Rate Limiting for AI Agents: how to contain request spikes and retry storms

Practical rate limiting in production: per-user/per-tenant/global limits, burst control, retry_after, backoff, audit logs, and alerting.
On this page
  1. Idea in 30 seconds
  2. Problem
  3. Solution
  4. Rate limiting β‰  step limits
  5. Rate-limiting control components
  6. How it looks in architecture
  7. Example
  8. In code it looks like this
  9. How it looks during execution
  10. Scenario 1: stopped by tenant limit
  11. Scenario 2: burst spike
  12. Scenario 3: normal execution
  13. Common mistakes
  14. Self-check
  15. FAQ
  16. Where Rate Limiting fits in the system
  17. Related pages

Idea in 30 seconds

Rate limiting is a runtime control that limits the frequency of an agent's external calls, so request spikes and retry storms do not escalate in production.

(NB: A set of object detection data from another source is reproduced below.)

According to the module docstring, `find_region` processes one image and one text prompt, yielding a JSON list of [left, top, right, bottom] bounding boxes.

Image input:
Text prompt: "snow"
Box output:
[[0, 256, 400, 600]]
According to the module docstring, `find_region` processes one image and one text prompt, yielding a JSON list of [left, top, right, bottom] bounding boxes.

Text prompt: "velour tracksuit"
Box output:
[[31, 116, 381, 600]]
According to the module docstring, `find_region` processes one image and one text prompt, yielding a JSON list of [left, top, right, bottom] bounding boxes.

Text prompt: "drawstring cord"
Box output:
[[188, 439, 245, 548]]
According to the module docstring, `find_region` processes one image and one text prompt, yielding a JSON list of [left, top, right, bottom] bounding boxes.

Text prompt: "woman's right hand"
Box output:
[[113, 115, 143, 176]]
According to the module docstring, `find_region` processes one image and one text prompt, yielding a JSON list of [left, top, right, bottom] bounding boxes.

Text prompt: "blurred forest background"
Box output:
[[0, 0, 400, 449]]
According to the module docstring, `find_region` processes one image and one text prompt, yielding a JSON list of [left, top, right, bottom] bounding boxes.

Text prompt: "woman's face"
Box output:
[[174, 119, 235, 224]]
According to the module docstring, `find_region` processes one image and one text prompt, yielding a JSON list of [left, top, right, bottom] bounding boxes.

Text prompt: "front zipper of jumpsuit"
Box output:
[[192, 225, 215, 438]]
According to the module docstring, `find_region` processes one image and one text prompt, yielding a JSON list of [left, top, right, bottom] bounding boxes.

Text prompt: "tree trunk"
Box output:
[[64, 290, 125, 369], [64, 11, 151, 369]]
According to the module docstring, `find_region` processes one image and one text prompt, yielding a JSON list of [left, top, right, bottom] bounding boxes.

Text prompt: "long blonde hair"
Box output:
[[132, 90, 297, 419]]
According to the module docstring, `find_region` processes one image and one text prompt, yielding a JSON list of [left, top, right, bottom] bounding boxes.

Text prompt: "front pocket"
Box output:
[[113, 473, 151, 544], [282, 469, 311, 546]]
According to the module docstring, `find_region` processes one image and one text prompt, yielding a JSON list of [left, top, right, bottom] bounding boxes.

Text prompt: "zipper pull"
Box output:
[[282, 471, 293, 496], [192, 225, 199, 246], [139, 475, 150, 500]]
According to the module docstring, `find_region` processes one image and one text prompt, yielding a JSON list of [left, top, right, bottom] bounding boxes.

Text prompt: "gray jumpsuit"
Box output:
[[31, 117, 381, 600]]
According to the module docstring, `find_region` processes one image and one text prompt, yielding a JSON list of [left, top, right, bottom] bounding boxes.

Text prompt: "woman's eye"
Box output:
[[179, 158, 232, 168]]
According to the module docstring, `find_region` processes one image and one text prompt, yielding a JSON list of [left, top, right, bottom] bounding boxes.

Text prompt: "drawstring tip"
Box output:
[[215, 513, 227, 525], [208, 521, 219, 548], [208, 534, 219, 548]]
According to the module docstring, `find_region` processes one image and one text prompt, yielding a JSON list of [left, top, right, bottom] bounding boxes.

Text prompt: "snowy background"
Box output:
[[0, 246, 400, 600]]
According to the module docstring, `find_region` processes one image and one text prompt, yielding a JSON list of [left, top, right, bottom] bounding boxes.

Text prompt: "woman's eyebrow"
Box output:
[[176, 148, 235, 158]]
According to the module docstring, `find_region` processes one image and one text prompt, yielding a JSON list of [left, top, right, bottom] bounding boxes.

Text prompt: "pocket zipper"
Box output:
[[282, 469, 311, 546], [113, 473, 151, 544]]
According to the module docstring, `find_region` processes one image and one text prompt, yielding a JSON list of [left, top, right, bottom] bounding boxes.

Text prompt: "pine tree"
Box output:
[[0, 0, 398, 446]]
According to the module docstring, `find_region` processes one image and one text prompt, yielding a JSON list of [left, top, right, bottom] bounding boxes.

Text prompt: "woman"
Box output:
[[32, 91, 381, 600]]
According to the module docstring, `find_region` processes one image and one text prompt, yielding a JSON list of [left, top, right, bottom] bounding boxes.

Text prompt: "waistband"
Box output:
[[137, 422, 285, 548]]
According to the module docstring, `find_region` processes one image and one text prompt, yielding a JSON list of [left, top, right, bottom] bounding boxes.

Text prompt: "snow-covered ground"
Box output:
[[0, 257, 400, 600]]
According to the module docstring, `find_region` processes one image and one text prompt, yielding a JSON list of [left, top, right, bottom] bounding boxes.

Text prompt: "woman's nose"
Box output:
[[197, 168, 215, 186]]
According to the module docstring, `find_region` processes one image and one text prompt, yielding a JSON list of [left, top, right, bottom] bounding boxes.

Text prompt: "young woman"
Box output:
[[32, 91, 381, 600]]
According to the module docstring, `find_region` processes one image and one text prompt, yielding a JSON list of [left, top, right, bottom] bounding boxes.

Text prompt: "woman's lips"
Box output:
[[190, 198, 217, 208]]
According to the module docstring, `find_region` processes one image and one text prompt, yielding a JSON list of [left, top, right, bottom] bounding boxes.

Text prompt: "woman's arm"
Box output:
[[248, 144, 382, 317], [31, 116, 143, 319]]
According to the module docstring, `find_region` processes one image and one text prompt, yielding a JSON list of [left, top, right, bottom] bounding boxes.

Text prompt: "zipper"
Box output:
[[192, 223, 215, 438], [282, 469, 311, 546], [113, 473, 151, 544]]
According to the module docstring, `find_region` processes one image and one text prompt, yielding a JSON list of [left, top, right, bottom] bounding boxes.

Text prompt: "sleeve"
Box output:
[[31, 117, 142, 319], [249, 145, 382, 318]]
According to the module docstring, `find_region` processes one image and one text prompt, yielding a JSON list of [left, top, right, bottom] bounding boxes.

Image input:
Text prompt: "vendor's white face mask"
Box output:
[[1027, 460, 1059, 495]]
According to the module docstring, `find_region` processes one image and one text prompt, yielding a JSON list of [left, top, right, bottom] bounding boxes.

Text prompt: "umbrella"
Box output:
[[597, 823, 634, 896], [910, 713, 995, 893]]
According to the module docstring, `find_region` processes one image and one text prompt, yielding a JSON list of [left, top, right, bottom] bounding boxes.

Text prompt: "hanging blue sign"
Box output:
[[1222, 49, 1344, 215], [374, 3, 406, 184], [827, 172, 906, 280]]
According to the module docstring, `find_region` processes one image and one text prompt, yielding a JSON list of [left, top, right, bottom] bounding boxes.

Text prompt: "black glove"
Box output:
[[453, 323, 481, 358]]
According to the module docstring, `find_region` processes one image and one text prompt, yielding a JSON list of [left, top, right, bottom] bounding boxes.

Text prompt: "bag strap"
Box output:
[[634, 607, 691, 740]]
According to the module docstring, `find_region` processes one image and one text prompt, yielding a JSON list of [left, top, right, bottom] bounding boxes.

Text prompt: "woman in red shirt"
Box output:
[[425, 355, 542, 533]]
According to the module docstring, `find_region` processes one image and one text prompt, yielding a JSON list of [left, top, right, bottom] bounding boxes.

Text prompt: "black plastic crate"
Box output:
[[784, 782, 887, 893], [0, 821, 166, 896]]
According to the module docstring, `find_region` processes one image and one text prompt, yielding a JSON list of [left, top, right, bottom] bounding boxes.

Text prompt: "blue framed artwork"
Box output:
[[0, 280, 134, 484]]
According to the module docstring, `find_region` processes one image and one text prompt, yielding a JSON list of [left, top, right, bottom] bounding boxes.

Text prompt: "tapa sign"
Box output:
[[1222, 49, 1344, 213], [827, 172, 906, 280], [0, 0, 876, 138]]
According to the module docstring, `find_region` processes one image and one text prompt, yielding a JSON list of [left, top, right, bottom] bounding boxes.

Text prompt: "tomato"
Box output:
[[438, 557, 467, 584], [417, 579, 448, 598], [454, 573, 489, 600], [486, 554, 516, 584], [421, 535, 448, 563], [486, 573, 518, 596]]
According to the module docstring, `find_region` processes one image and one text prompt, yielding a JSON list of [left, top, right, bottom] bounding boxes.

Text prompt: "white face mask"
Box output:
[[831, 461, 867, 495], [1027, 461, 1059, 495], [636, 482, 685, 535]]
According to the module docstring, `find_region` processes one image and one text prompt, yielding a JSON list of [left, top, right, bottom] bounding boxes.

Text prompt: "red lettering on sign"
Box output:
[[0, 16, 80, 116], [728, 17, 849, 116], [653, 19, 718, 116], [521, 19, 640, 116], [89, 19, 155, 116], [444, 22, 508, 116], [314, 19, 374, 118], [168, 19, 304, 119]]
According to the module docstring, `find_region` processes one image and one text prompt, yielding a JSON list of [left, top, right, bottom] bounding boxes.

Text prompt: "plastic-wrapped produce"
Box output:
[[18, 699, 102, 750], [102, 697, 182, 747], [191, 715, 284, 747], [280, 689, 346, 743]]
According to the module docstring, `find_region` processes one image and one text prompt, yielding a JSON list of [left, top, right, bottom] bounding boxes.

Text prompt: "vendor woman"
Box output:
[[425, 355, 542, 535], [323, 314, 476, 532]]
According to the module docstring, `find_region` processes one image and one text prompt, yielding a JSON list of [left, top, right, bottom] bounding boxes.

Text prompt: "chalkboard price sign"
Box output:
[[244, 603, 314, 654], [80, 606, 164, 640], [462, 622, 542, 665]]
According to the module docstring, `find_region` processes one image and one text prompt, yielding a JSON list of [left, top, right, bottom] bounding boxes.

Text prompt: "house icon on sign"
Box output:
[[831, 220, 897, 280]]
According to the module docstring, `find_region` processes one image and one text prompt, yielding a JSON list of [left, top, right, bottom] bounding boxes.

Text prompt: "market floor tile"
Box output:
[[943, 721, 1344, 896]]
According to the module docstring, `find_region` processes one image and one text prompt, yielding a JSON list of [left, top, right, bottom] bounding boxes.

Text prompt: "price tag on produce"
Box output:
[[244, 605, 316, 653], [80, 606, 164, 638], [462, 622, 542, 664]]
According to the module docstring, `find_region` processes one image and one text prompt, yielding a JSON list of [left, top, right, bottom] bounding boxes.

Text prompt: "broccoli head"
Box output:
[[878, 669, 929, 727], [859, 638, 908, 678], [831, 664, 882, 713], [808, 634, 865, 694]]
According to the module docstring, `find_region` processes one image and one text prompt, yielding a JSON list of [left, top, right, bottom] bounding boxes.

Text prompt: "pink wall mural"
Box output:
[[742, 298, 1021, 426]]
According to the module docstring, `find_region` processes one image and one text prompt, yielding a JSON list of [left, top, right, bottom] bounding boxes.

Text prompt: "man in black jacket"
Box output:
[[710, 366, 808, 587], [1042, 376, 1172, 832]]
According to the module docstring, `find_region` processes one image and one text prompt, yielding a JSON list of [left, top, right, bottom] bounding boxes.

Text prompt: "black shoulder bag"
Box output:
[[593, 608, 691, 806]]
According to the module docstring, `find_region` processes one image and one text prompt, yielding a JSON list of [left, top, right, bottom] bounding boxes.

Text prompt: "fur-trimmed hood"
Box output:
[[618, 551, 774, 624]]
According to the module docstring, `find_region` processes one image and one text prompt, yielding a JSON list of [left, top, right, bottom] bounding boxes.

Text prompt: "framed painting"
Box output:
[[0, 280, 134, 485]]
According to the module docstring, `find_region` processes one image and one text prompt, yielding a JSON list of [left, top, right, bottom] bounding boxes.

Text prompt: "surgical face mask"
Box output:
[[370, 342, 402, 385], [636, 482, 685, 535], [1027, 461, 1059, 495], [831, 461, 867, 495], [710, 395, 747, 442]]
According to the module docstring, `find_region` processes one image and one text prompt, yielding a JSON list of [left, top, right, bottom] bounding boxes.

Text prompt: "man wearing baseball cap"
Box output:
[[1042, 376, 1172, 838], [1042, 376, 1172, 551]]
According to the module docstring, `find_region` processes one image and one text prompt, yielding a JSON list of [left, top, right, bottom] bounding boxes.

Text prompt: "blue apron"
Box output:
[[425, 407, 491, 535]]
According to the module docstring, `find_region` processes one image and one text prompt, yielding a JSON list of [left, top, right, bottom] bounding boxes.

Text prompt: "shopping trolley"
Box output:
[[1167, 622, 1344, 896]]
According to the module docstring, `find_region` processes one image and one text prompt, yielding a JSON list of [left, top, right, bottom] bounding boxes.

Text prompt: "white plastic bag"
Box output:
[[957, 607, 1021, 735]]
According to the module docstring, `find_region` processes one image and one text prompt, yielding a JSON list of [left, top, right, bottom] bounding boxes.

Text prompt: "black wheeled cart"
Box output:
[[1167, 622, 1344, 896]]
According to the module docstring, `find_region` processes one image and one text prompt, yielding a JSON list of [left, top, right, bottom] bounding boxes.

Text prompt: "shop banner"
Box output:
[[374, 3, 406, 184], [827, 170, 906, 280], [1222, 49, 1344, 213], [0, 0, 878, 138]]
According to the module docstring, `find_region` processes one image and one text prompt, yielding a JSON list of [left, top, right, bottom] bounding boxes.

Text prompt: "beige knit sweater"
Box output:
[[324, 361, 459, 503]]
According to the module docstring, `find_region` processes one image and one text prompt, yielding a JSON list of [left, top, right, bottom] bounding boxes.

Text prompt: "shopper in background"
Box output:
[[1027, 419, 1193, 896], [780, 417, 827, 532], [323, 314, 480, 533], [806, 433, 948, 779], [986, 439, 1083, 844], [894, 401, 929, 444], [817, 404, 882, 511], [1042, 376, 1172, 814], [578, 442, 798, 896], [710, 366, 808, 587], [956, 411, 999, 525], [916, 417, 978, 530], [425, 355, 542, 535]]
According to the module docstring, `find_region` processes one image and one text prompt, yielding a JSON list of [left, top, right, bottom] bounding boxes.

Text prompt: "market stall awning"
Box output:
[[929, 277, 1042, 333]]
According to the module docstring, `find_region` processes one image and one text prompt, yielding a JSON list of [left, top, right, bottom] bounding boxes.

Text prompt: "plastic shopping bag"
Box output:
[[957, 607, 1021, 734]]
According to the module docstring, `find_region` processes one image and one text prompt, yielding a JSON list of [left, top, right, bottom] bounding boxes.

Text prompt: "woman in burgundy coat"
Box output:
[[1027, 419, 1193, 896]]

When you need it: when an agent frequently calls model/tool APIs, has retry logic, and runs under peak load.

Problem

Without rate limiting, one unstable service quickly creates a chain: retry β†’ call β†’ retry again. In demo environments this is barely visible. In production, that behavior creates waves of 429/5xx, queue growth, and latency.

The worst part is that the incident self-amplifies:

  • one overly active user consumes quotas
  • one tenant "chokes" others
  • a global spike breaks dependencies for everyone at once

And every minute without call-frequency control adds more retries, queues, and latency, until the system effectively DDoSes itself.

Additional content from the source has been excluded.